Он вынул из-за пояса роковой бич, с которым никогда не расставался, и трижды хлестнул епископа по спине позорящим орудием наказания. Затем пнул его ногой и добавил:
— Этим знаком презрения я навсегда изгоняю тебя с глаз моих. И пусть больше никто не увидит тебя в пределах Португалии, не то, клянусь душою доны Инес, ни папе, ни императору не вырвать тебя живым у меня из рук.
Несчастный, низринувшись, подобно Навуходоносору,{192} с высот своей гордыни, подобно ему же, ощутил, что погряз и закоснел в позоре, ощутил себя самою мерзкой из тварей земных, не смеющей поднять лик свой к небу. Понурый, обогнул он алтарь бога, покаравшего его в своем правосудии, и не осмелился даже бросить взгляд на сына, который был единственной его любовью в этом мире, последним проблеском, светившим епископу в бездне мглы, поглотившей его.
Но сын не пожелал повиноваться никому, повиновался лишь голосу сердца. Он последовал за отцом, поддержал его и, прикрыв своим плащом, повел по пустынным крытым галереям, по тайным переходам замка, довел до берега реки, где стоял фламандский корабль, готовый отплыть в Брюгге. Там пробыл Васко с отцом всю ночь, утешал его и ободрял, говорил с ним о боге и милосердии божием.
Ангелы… ангелы улыбались; и при каждой молитве юноши один за другим стирались и изглаживались со страниц книги жизни, раскрытой пред всевышним, великие преступления старого грешника.
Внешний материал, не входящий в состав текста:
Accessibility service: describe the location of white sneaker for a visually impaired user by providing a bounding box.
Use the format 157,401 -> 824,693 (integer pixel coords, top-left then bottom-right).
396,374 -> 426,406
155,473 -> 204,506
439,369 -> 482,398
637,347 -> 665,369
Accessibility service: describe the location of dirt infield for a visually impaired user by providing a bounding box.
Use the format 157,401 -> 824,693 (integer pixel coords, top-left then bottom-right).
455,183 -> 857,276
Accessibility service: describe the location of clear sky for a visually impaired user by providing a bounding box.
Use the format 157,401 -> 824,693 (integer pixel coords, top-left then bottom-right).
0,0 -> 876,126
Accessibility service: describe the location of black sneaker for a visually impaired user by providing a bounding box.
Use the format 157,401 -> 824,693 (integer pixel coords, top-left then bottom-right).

Король меж тем велел звонить в колокола, как во дни великих праздников: каноники пропели Те Deum, и народ вышел довольнешенек из храма, возглашая здравицы королю. Все утихло, бунт прекратился, и несколько лет, по крайней мере, наша земля прожила в мире, ибо вольности ее соблюдались и ни у кого не было более ни причин, ни повода бунтовать.
А потому повелось утверждать, что самое радикальное средство при всяких революциях — творить правосудие по отношению ко всем, и к великим, и к малым, как было в обычае у короля дона Педро. Да упокоит господь его душу!
Епископ уехал во Фландрию. Васко хотел сопровождать его, но старик не согласился.
— В этом случае покаяние мое ничего бы не стоило; будь ты при мне, изгнание стало бы мне наградою, не наказанием, — говорил он в раскаянии. — Оставь меня, такова воля божия. И да благословит он тебя, ибо я не могу.
Так расстались они, изгнанник уехал один; говорят, стал он монахом и кончил дни свои в святости.
Епископство было вверено Пайо Гутерресу, хоть он коленопреклоненно и слезно молил уволить его от сей почести. Но король был неумолим и потребовал, чтобы в сан этот он был возведен немедленно и по всем церковным правилам.
Эсфирь отреклась от иудейской веры, а заодно и от своей неотступной и мстительной ненависти. И Пайо Гутеррес, тот, кто во времена молодости любил ее со всею чистотой самой возвышенней платонической любви, ныне несчастный старик, состарившийся не под бременем лет, но под бременем горестей и печалей, — да, Пайо Гутеррес и никто иной омыл ее в возрождающих водах крещения.